Q: Even when I tend to agree with your overall point of view, sometimes I think I need an independent fact-checker to find what's anecdotal and what isn't.

A: That's a fair question. All of the facts in my movie are 100 percent accurate. I have a team of fact-checkers that come in, I have a team of lawyers then that tear the film apart. I have to do this in part because it's the right thing to do, and secondly I need to convince you of my argument. And if you don't trust the facts then I'm never going to get you to think about agreeing with the argument. So because I do such a good job of making sure what I say is true, it's why I rarely if ever get sued. If I was reckless about this you can bet ...

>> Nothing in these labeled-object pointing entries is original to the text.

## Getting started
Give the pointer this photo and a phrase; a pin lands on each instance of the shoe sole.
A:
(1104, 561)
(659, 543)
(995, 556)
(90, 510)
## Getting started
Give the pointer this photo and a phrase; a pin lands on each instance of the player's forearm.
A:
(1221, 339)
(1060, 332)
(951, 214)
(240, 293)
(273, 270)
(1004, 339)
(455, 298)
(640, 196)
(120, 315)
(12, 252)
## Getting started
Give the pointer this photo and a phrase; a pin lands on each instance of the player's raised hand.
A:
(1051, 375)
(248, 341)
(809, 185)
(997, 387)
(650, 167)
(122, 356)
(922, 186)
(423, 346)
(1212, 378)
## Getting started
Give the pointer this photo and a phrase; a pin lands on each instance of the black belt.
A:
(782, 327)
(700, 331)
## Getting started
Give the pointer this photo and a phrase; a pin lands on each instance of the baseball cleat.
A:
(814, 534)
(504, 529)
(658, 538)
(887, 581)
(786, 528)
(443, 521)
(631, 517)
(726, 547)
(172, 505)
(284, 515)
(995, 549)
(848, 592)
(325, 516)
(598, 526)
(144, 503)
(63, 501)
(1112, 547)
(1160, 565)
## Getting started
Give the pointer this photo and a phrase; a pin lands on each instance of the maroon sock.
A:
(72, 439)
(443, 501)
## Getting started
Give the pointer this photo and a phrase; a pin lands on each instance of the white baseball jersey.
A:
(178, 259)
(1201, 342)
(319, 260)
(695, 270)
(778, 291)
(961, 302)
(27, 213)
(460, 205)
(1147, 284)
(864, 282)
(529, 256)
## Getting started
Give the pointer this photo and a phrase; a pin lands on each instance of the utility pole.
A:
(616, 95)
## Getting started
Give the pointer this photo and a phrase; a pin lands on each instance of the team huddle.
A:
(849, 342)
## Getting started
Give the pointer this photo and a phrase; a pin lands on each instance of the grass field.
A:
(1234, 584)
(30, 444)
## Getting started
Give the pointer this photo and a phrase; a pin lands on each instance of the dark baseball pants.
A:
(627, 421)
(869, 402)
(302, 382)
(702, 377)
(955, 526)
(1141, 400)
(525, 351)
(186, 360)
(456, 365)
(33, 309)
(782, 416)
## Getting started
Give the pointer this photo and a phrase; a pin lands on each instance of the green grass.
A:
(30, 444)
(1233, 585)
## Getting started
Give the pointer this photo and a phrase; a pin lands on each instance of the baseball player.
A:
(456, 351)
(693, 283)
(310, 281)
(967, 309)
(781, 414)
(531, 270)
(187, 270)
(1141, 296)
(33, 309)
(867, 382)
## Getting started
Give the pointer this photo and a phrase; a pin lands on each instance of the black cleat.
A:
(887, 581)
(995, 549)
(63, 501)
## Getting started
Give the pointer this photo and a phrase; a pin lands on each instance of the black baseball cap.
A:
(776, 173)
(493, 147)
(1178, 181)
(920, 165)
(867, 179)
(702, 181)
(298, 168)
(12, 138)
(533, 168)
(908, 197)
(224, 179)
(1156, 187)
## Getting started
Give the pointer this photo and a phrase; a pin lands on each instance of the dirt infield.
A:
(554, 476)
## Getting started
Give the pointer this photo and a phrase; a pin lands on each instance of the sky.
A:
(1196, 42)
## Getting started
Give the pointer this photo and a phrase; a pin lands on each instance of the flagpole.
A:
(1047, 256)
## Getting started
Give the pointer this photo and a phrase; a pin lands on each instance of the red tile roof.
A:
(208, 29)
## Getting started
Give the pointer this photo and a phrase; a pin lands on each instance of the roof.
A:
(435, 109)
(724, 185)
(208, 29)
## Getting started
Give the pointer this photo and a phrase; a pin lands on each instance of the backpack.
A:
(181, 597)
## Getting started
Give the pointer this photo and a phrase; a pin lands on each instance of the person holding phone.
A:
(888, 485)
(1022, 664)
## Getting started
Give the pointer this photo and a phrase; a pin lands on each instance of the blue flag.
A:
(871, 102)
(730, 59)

Q: What about the criticism that you sometimes undermine good overall points with cheap tactics? Charlton Heston when he was stricken with Alzheimer's, asking politicians to sign up their children for the military — which can't be done.

A: In another time it would be called satire. Have we lost the fine art of that in this country? Do we not know it when we see it anymore? If I'm on Capitol Hill asking congressmen if they would send their sons to Iraq, has no one read Jonathan Swift? I didn't invent this. It has a long tradition of suggesting, starting with what Swift did, was the way to solve the Irish famine is for the Irish to eat their young. I'm doing a modern version of that — probably not as good as he did.

Q: He was the mack daddy.

A: [Laughs.] He was the mack daddy. So we all bow to him. And the first example you made, what was wrong with going after the president of the NRA? You know what was shocking about it? You never saw anybody do it. Have you ever seen an interview where somebody just went right to the core of why he believed the way he believed? So you sit there in the theater, and you're uncomfortable.

Q: I think what made some people uncomfortable was that he had Alzheimer's.

A: No he didn't. I did that interview a year and a half before he came down with Alzheimer's.

Q: I've heard you're not exactly Lindsay Lohan in your private life.

A: I'm actually a fairly conservative person. I live a very conservative lifestyle. I try to go to church most Sundays. I was raised Catholic, so I'm Catholic — sometimes a recovering Catholic. I've been with the same woman for the past 26 years.

Q: Michael Moore, why do you hassle The Man?

A: [Deep breath.] I wish I had a good answer for that. I really don't know any other way to live. I was taught from a very early age that it was probably the most American thing you can do is to question what's going on and to try to fix things that you see that aren't right. I believed that as a young person, and I believe that today.